By: Mark Fitzgerald AFTER FIVE YEARS of environmental testing and legal, political and regulatory wrangling, the Orlando Sentinel looks to be only a few weeks away from reaching a settlement with the city and state on the cleanup of groundwater contaminated by trichloroethylene.
A Florida Department of Environmental Protection official and the newspaper's spokeswoman said the framework for a consent order is in place.
All that is needed to conclude this sometimes tangled pollution case is test results that identify, if possible, the parties responsible for one of three plumes of chemicals that have contaminated groundwater under downtown Orlando.
Those test results should be available sometime in July, said Jeff L. Newton, environmental supervisor of the Florida DEP Site Inspection Section.
The final cost of cleanup for the Sentinel, too, will depend on what those tests find.
However, if it is enacted as envisioned, the consent order would bring to a close one of the biggest pollution episodes in the newspaper industry ? and one with implications for numerous other papers.
At issue in Orlando was the contamination of some 67 million gallons of groundwater by trichloroethylene, commonly referred to as TCE.
Though its use now is severely restricted, TCE is a solvent that was once widely used by newspapers and other manufacturers as a metal degreaser. The federal Environmental Protection Agency now classifies the chemical as a "probable" carcinogen for humans. Ingestion can cause vomiting, abdominal pain, liver damage or unconsciousness.
The Sentinel used TCE between 1978 and 1981 ? and, according to its attorney, actually broke the story of the TCE contamination under downtown Orlando.
Testing showed the contamination at some sites was as much as 24,000 times the amount of TCE permitted in drinking water.

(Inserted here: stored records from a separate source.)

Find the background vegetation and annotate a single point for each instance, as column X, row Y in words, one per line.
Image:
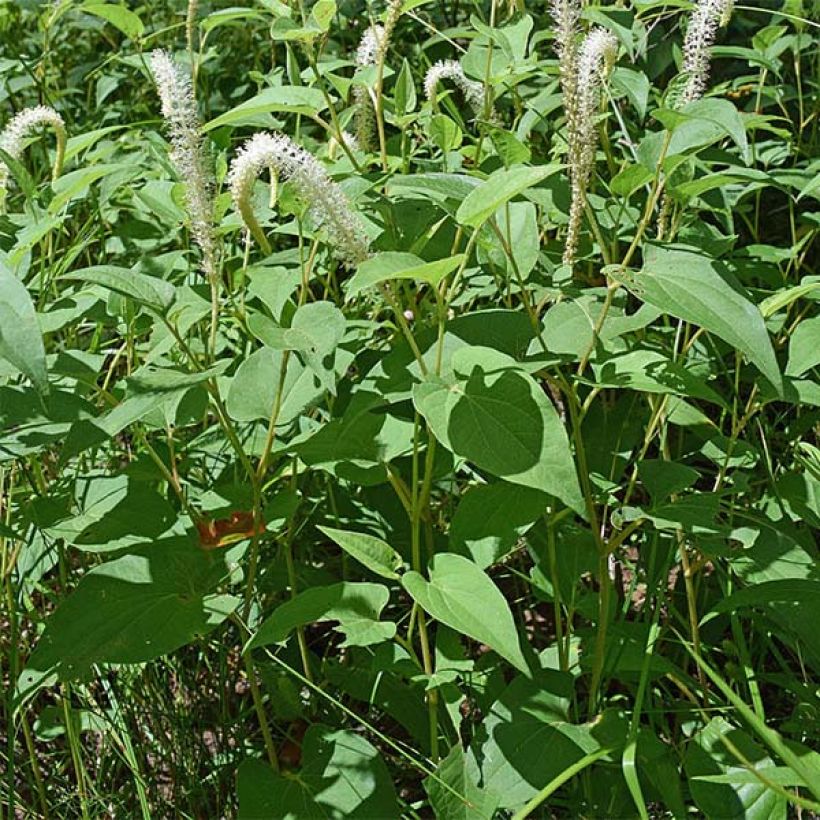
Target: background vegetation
column 476, row 525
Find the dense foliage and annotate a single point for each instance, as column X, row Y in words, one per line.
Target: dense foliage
column 409, row 410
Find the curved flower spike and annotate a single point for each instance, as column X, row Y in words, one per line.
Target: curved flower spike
column 566, row 14
column 179, row 110
column 451, row 70
column 328, row 203
column 12, row 140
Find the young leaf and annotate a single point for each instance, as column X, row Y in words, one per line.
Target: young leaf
column 499, row 419
column 130, row 610
column 21, row 342
column 687, row 284
column 368, row 550
column 356, row 606
column 500, row 187
column 384, row 267
column 464, row 598
column 342, row 775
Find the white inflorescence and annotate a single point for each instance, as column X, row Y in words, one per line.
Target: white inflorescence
column 366, row 55
column 594, row 60
column 451, row 70
column 708, row 16
column 179, row 110
column 13, row 138
column 368, row 50
column 328, row 203
column 566, row 14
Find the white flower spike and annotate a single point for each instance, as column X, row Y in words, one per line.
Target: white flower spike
column 706, row 19
column 179, row 110
column 13, row 138
column 328, row 203
column 451, row 70
column 594, row 61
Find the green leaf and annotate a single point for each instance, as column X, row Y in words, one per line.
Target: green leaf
column 500, row 187
column 783, row 298
column 225, row 17
column 804, row 347
column 342, row 775
column 528, row 739
column 253, row 391
column 707, row 756
column 119, row 17
column 21, row 342
column 390, row 265
column 463, row 800
column 356, row 606
column 315, row 331
column 791, row 590
column 689, row 286
column 147, row 290
column 502, row 421
column 702, row 123
column 464, row 598
column 802, row 760
column 293, row 99
column 491, row 518
column 368, row 550
column 130, row 610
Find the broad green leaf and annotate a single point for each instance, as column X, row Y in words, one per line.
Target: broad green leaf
column 740, row 798
column 491, row 518
column 341, row 775
column 462, row 596
column 228, row 16
column 701, row 123
column 804, row 347
column 801, row 759
column 106, row 519
column 528, row 739
column 133, row 609
column 368, row 550
column 294, row 99
column 315, row 331
column 791, row 590
column 463, row 800
column 496, row 416
column 120, row 17
column 147, row 290
column 777, row 301
column 253, row 392
column 689, row 286
column 21, row 342
column 356, row 606
column 389, row 265
column 500, row 187
column 76, row 183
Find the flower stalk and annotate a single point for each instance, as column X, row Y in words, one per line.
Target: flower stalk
column 451, row 70
column 327, row 202
column 176, row 95
column 583, row 70
column 13, row 139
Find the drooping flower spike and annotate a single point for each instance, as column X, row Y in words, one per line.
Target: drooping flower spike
column 451, row 70
column 566, row 14
column 179, row 110
column 706, row 19
column 327, row 202
column 13, row 139
column 367, row 55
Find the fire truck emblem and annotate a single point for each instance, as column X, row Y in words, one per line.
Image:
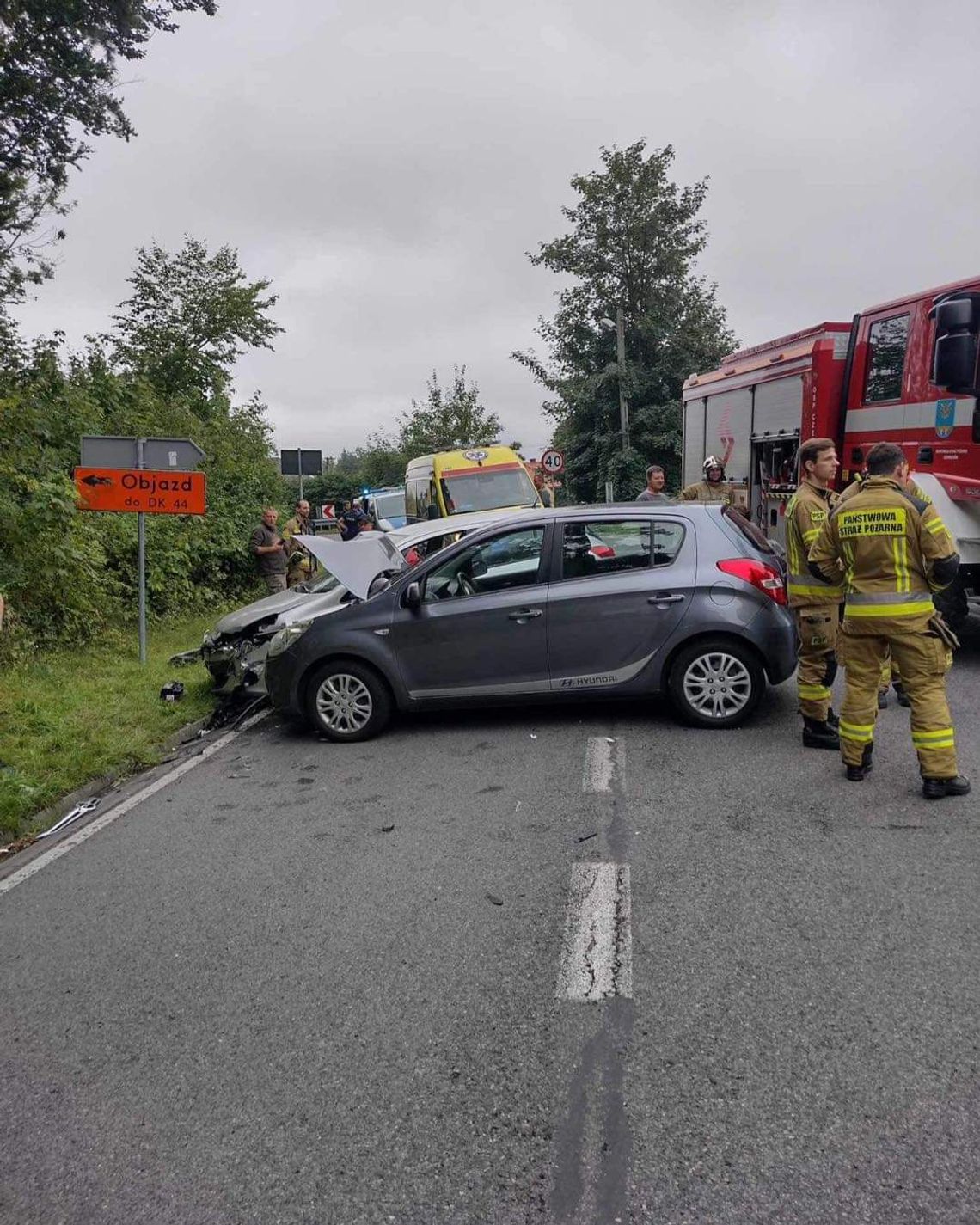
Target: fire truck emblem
column 946, row 418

However, the Sentinel was hardly alone in using TCE downtown.
Indeed, the Sentinel's own environmental consultants, Geraghty & Miller Inc. of Reston, Va., identified some 65 businesses ? ranging from a trophy manufacturer to a steam laundry to a delicatessen built on the site of an old gas station ? that used TCE or a similar solvent.

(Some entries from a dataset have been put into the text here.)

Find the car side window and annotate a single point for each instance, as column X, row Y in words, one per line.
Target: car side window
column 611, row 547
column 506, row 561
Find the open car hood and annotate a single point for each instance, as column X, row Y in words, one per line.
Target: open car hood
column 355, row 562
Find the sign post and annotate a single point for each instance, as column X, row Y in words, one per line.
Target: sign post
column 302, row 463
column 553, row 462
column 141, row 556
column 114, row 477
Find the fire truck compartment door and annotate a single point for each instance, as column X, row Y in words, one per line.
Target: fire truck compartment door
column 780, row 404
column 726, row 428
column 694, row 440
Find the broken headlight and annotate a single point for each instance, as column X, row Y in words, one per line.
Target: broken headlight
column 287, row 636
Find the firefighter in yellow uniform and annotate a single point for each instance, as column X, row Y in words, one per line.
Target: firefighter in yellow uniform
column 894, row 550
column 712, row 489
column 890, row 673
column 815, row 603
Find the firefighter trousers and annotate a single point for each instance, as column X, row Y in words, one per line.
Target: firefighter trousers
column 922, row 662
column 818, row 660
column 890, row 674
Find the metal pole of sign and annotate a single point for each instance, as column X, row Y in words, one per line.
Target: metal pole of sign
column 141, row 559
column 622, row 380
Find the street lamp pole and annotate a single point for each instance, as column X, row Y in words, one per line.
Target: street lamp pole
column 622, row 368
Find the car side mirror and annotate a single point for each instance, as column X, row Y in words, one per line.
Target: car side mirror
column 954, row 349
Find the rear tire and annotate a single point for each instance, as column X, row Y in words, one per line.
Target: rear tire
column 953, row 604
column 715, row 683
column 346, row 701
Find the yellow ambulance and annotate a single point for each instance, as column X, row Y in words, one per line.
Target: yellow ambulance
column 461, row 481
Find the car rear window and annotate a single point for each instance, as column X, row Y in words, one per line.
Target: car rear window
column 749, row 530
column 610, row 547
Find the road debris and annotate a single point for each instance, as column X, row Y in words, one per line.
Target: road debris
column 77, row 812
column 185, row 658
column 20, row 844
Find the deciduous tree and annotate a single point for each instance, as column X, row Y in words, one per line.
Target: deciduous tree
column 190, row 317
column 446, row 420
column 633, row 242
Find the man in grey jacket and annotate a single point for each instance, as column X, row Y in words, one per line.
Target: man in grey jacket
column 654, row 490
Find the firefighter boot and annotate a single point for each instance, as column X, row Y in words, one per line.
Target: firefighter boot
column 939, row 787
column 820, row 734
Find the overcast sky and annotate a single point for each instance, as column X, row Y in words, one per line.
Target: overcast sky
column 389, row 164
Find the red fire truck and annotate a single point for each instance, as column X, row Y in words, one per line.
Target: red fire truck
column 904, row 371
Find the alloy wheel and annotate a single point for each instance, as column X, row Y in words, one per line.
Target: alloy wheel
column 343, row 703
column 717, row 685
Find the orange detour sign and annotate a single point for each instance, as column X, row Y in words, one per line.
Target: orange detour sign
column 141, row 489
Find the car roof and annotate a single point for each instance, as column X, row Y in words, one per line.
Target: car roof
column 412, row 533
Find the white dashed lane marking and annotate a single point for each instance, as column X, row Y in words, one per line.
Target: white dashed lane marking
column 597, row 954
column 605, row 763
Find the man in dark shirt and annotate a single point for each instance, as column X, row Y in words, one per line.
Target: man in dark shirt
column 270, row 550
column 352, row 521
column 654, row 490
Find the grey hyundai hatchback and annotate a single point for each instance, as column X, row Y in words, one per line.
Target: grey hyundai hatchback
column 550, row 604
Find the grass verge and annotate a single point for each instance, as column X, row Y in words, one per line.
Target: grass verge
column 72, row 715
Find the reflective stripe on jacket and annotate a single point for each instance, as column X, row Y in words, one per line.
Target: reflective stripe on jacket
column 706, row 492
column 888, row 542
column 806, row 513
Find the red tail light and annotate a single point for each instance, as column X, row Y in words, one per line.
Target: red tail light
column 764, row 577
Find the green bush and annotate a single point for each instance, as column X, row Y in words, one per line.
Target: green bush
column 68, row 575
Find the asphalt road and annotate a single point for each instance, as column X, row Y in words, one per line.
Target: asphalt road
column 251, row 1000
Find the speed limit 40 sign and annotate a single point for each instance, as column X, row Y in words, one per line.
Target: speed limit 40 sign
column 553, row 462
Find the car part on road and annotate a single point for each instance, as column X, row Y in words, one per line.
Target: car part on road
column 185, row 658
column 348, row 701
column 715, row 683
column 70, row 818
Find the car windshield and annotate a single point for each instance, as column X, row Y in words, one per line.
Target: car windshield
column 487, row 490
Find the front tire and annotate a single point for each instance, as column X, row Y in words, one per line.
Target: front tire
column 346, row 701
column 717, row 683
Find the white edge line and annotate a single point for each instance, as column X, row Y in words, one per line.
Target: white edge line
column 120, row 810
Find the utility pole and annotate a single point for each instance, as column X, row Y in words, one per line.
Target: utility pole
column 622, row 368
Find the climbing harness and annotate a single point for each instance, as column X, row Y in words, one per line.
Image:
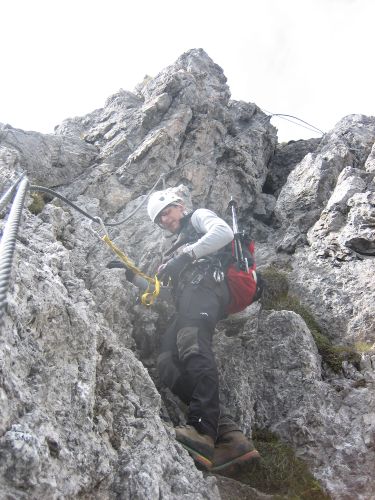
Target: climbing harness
column 148, row 298
column 21, row 185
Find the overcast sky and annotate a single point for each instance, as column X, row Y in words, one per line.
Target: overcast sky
column 310, row 58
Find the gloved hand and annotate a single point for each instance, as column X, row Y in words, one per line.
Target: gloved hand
column 173, row 267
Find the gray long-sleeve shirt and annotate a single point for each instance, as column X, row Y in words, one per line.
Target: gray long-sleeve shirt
column 216, row 233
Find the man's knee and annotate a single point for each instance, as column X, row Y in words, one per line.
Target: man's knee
column 169, row 373
column 187, row 342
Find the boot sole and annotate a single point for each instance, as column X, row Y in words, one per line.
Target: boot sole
column 247, row 457
column 200, row 459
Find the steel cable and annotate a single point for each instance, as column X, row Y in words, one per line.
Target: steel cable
column 8, row 241
column 8, row 194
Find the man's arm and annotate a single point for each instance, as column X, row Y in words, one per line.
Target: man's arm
column 216, row 233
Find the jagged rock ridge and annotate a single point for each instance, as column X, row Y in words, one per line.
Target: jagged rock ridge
column 81, row 413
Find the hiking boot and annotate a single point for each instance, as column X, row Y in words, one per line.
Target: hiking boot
column 200, row 446
column 233, row 448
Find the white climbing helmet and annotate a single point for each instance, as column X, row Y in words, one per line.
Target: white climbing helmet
column 161, row 199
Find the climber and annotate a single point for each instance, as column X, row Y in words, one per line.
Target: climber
column 186, row 361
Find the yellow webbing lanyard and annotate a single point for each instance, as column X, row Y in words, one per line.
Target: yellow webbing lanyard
column 147, row 298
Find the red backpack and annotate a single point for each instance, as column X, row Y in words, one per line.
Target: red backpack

Nevertheless, attention focused almost from the start on the Sentinel.
The newspaper is classified as a "large quantity generator" of hazardous waste under the federal Resource Conservation and Recovery Act. According to the Florida DEP's draft report on the Orlando TCE contamination, in the 1980s the newspaper monthly generated between 1,000 and 5,000 gallons of waste, mostly such common industry wastes as mineral spirits, glycol ether and printers ink.

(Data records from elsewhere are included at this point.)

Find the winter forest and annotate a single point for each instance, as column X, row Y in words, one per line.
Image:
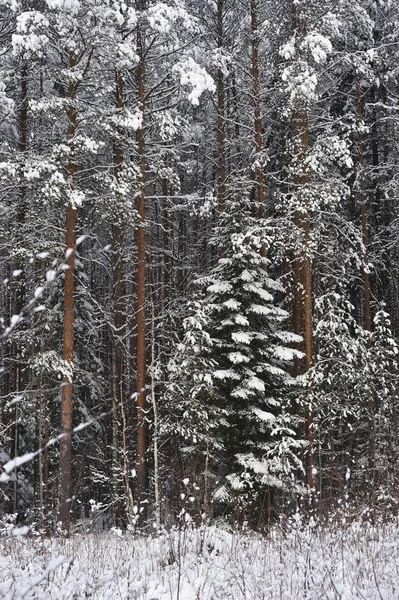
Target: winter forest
column 199, row 263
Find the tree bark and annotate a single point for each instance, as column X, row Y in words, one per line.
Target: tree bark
column 69, row 323
column 140, row 290
column 302, row 262
column 257, row 112
column 221, row 115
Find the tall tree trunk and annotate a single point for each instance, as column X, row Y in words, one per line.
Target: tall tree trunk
column 221, row 114
column 69, row 322
column 363, row 204
column 118, row 301
column 260, row 177
column 367, row 298
column 19, row 301
column 140, row 288
column 302, row 262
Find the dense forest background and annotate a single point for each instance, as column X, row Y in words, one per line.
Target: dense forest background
column 199, row 259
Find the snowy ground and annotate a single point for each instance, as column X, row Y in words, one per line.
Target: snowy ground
column 356, row 562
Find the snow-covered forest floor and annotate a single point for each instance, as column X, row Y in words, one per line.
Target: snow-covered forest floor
column 354, row 561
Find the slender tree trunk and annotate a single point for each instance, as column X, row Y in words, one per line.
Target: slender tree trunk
column 119, row 325
column 363, row 204
column 367, row 300
column 257, row 112
column 221, row 114
column 302, row 262
column 140, row 290
column 69, row 323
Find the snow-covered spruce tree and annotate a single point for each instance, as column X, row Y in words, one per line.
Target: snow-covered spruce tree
column 380, row 401
column 337, row 375
column 234, row 378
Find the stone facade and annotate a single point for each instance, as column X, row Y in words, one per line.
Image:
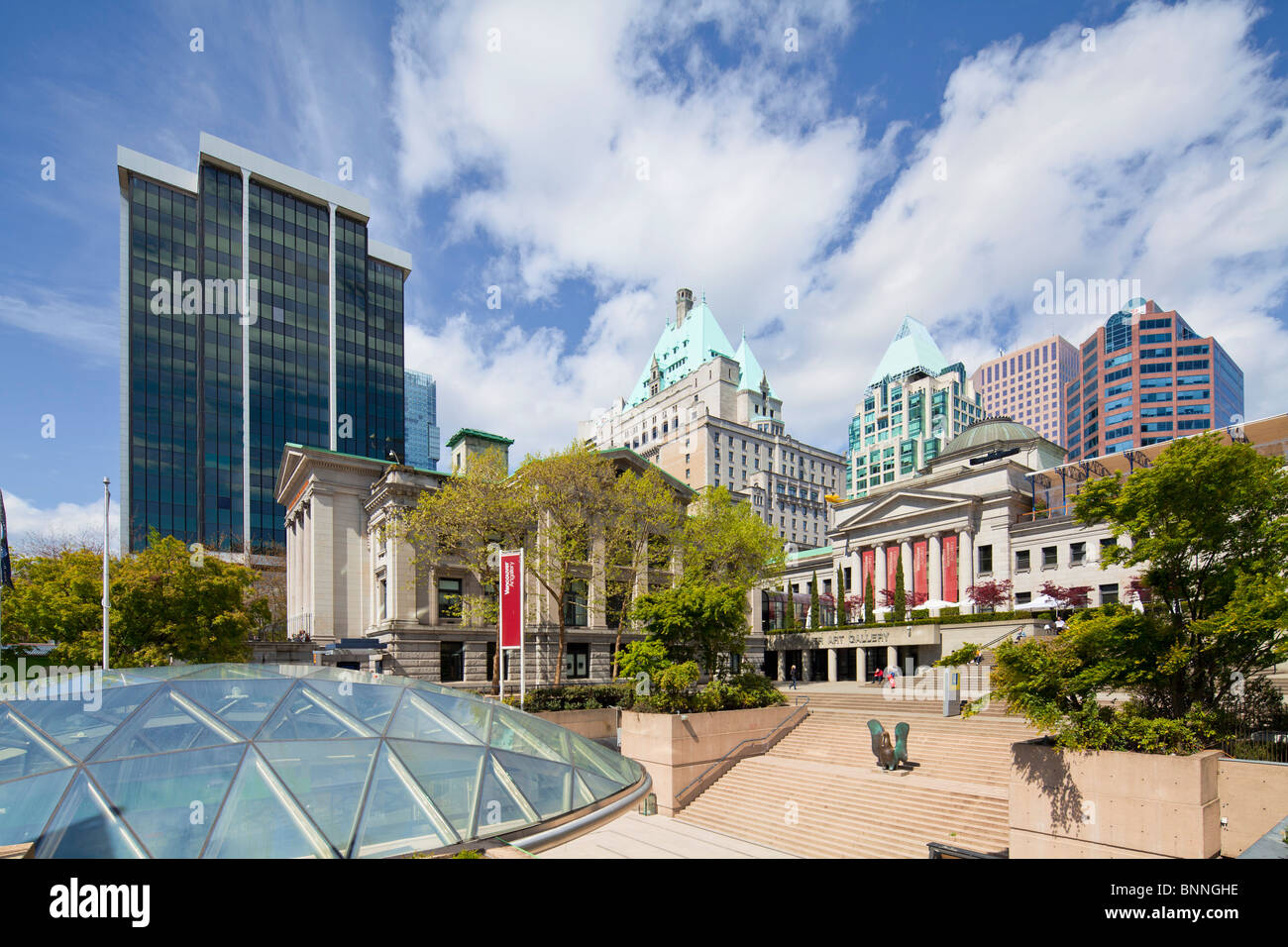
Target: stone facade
column 349, row 577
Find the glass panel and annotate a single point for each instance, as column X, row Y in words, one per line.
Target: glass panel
column 305, row 714
column 398, row 817
column 373, row 703
column 510, row 732
column 449, row 774
column 78, row 727
column 163, row 724
column 26, row 804
column 599, row 787
column 226, row 671
column 86, row 827
column 240, row 703
column 498, row 808
column 170, row 800
column 548, row 787
column 583, row 795
column 24, row 751
column 261, row 819
column 417, row 719
column 471, row 712
column 327, row 779
column 552, row 740
column 590, row 755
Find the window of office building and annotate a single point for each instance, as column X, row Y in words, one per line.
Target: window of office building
column 575, row 604
column 578, row 660
column 451, row 660
column 449, row 598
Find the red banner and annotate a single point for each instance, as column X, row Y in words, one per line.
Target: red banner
column 919, row 569
column 949, row 556
column 511, row 599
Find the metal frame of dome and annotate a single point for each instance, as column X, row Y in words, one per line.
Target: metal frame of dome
column 288, row 761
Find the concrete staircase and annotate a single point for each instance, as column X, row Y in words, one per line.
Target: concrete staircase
column 819, row 792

The Sentinel contended, based on its consultant's study, that the contamination on its own property had migrated there from someplace else. Samples from the Sentinel's own test wells did not find the kind of residual soil contamination that might be expected if the contamination had originated on its property, the consultant said.
Test well sites were a source of friction between the newspaper and state a few years ago as the two sides argued over access to Sentinel property.
DEP's own testing concluded that the Sentinel was indeed a source of contamination. Specifically, the draft report identified the Sentinel property as the source of the so-called Plume A, one of three plumes of contamination downtown.
In an effort to spread the cost of the cleanup among other downtown businesses, the Sentinel enthusiastically endorsed an idea proposed by a former congressman to create a special taxing district. The plan, however, was opposed by many other downtown landholders and appears dead.
Instead, the consent order apparently on the verge of adoption would divide the cost of cleanup according to responsibility for each plume.
Under this arrangement, the Sentinel would be responsible for the cost of cleaning up Plume A, and the city of Orlando would pay for cleaning up Plume C.
Holding up the agreement are continuing tests to identify the party or parties responsible for the source of Plume B. In its 1994 draft report on the contamination, the DEP said "it is concluded that Plumes A and B may be interrelated."
None of the parties are willing to go into a consent order until this potentially open-ended liability is settled.
While cost would be apportioned according to responsibility for plumes, under this arrangement, the actual cleanup will attack the entire contamination at once, Florida DEP's Newton said.
DEP tests on Plume B will likely be concluded in July, Newton said in a telephone interview from the test site.
It's not at all clear at this point what the cleanup would cost the Sentinel.
"I don't think anybody will know for a while," Sentinel spokeswoman Bette Jore said. "We haven't signed anything yet and there are still a lot of steps to go."